Geometries 簡單的圖形語言分析器

471 阅读3分钟

geometries

geometries


geometries


"Geometries" is mainly a JavaScript project for writing a drawing compiler to generate complicated geometries. Inspired by the project written before with C Sharp, and UI rendered by WPF, I hope it can be also completed as a module in JavaScript. Furthermore, vector graphics can also be an awesome feature especially when a designer hopes to use programs to generate into what they are similar to.

During designing this tool, you may find that it has firstly made used with the knowledge of "Principles of Compiler (編譯原理)" to design a new language, which belongs to graphical programming languages. With this brief language, you can easily tell the machine how to draw your geometries by using some syntax like the following snippet:

ORIGIN IS (380,140);
SCALE IS (100,100);
FOR T FROM 0 TO 50*PI STEP 0.1 DRAW(COS(T)+1/1.3*COS(1.3*T), SIN(T)-1/1.3*SIN(1.3*T));

To parse and understand such a language, we have to create a system containing three main parts:

  1. Scanner (Lexical Analysis, 詞法分析)
  2. Parser (Syntactic Analysis, 語法分析)
  3. Semantic (Semantic Analysis, 語義分析)

Scanner (Lexical Analysis)

Scanner is the module which duty is to scan through the whole sentence and figure out which word is a legal lexeme, while which one is not. For instance, in such a brief language, when you tell the engine to use Scanner module to scan through your giving sentence: "ORIGIN IS @", the Scanner module will find out that @ is not a legal lexeme in such a language, and throws out an error like this: Line Number: 0: NOT Wrong Token.

scanner

Figure 1.1 Wrong token

In order to have a unit testing of this module, I have also written some specification under corresponding folder, which is named with scanner.spec.js, and if you want to run this test, you can run the command npm run test:scanner. After that, the unit test framework will automatically run the script to test whether some words are legal, including PI, ORIGIN, IS, COS, NOT, some variables and an illegal character @:

scanner_test

Figure 1.2 Unit test for the Scanner module

Parser (Syntactic Analysis)

Parser is another module to analyze whether a given sentence is meaningful and understood by the language engine. To specify the origin position before generating graphs, we have to use a specific sentence to tell the engine like "ORIGIN IS (2 * -(-25), 50);", which means that the engine should start to calculate and generate corresponding graphs from the position (50, 50). What if you are telling the engine with "IS ORIGIN (2 * 25, 50);", the engine won't understand what you mean and throws out an error. This is what the Parser module has done.

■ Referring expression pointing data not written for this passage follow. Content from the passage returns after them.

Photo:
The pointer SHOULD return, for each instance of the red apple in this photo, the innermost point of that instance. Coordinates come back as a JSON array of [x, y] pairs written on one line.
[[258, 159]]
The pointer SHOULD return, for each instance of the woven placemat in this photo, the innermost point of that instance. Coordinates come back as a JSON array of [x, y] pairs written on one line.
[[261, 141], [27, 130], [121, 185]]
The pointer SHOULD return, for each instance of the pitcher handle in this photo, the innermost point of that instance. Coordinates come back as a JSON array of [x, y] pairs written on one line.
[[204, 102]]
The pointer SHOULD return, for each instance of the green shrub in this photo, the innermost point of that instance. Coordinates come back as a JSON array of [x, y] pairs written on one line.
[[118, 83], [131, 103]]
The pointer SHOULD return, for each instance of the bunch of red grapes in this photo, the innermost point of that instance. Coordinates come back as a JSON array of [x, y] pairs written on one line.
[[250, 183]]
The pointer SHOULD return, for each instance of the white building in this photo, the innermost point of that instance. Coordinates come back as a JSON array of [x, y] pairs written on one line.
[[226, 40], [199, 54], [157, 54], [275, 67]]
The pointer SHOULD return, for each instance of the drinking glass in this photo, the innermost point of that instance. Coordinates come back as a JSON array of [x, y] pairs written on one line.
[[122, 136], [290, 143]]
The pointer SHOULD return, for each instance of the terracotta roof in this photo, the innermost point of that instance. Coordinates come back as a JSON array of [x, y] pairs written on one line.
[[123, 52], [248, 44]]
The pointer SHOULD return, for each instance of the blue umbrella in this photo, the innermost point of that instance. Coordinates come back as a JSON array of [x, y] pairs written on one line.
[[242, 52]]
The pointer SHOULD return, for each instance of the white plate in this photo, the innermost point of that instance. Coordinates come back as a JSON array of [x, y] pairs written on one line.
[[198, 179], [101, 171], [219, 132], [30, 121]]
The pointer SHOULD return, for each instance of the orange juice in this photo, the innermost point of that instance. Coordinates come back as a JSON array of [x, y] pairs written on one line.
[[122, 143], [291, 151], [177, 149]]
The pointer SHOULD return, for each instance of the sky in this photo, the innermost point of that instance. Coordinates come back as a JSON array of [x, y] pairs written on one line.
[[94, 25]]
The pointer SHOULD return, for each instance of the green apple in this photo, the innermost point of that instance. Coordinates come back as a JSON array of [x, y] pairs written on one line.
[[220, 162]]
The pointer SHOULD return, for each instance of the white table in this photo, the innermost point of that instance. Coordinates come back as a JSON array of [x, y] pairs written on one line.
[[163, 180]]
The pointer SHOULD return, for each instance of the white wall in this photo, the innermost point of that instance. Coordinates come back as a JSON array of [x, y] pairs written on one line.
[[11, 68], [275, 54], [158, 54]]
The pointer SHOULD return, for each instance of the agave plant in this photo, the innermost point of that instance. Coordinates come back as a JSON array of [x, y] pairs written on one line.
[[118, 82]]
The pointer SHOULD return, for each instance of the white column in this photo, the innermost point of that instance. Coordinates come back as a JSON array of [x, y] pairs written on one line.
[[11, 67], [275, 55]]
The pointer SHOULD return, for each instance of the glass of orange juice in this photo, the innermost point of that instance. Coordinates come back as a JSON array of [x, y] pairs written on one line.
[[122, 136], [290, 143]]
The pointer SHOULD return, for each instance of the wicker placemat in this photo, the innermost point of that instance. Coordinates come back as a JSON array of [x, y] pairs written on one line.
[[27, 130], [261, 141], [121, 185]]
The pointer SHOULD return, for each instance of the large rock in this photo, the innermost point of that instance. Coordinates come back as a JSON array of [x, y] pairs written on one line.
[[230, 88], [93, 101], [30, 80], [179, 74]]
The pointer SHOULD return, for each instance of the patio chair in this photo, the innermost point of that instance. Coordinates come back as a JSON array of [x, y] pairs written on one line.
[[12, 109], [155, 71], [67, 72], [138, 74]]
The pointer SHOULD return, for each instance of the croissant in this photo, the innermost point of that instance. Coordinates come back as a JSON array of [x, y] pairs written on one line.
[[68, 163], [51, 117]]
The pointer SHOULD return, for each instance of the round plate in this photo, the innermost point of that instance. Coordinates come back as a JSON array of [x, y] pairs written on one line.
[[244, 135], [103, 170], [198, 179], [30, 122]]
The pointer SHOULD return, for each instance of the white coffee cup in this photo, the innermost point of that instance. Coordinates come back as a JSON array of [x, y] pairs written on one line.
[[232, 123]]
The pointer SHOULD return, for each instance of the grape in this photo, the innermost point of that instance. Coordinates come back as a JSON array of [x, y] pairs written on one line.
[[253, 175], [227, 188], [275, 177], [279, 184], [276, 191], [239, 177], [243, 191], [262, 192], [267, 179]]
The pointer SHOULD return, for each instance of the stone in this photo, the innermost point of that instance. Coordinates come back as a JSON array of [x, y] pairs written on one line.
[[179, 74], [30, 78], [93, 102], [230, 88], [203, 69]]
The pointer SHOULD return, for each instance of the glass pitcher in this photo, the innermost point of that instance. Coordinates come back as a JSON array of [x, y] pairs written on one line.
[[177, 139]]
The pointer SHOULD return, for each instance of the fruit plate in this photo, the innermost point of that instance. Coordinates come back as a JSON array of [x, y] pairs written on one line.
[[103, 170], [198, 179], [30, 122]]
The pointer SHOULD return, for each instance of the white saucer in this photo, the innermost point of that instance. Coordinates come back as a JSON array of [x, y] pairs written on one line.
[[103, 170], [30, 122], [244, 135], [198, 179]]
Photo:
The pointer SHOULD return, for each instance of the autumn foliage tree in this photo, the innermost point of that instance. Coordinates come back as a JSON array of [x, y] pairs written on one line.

How can it understand a sentence with specific grammar? It relies on a series of recursive calling, in which there should be some phases. Different phases are used to recognize different words in the sentence. Take "ORIGIN IS (2 * -(-25), 50);" as an example, the Parser module will firstly enter Statement Phase, and recognize that this sentence is a statement for specify ORIGIN as it is given by the first word. If the module is given IS, it cannot recognize any statement for this word at all, so it should throw out an error to tell you this is an unexpected word.

unexpected token

Figure 2.1 IS is not an expected word

After recognizing that the sentence is trying to specify ORIGIN, and the Parser module will try to match two words in next step: IS and (. Once matching the left bracket successfully, it will start to enter another phase named Expression Phase, in which the module should know whether x-axis is given a understanding expression like 2 * 25, 25 + 25, or a number 50 only. In current case, the module should get 2 in the Atom Phase firstly, and then, * has been matched during the Term Phase. So far has the module known that you need to calculate the x-axis value by multiplying a number by 2. When trying to match another number, the engine has gotten a character - during Factor Phase, which means that another number should have a MINUS notation before it. Oh, there is another left bracket! The engine should be led into another Expression Phase ...

To take it simple, I have logged some milestones during enter each phase, and after a whole matching, the log can easily show how the Parse module works to parse a sentence given by you.

import Parser from 'compilers/parser/parser';
   
console.log(new Parser('ORIGIN IS (2 * -(-25), 50);', {
    /** debug option is needed for logging */ 
    debug: true,
}).outputLog());

As shown in the snippet above, we can see that if we want to use the outputLog method after creating an Parser instance, we need to parse true value to the option debug. By running the code:

parser_result

Figure 2.2 The log of parsing

To make it more colorful, you can implement another showing way like what the method showColorfulResult() does in parser.spec.js:

parser_result_with_color

Figure 2.2 The colorful log of parsing

In conclusion, the Parser module will try to parse a given sentence with recursive calling during different phases to try to understand what the sentence means. As we can see in the above example, there are EIGHT phases:

  • Parser Phase: the entry of the module, in which the Scanner module will be used to read whole sentences
  • Program Phase: the program entry, in which the Parser module start to parse
  • Statement Phase: to parse ORIGIN, SCALE, ROT, and FOR statements
  • Expression Phase: to evaluate value of an expression
  • Term Phase: to match arithmetic operations including PLUS, MINUS, MUL, and DIV.
  • Factor Phase: to match positive(+) or negative(-) notation
  • Component Phase: to match increment(++), decrement(--), or power(^) notation
  • Atom Phase: to match constants, variables, functions, or sub-expressions.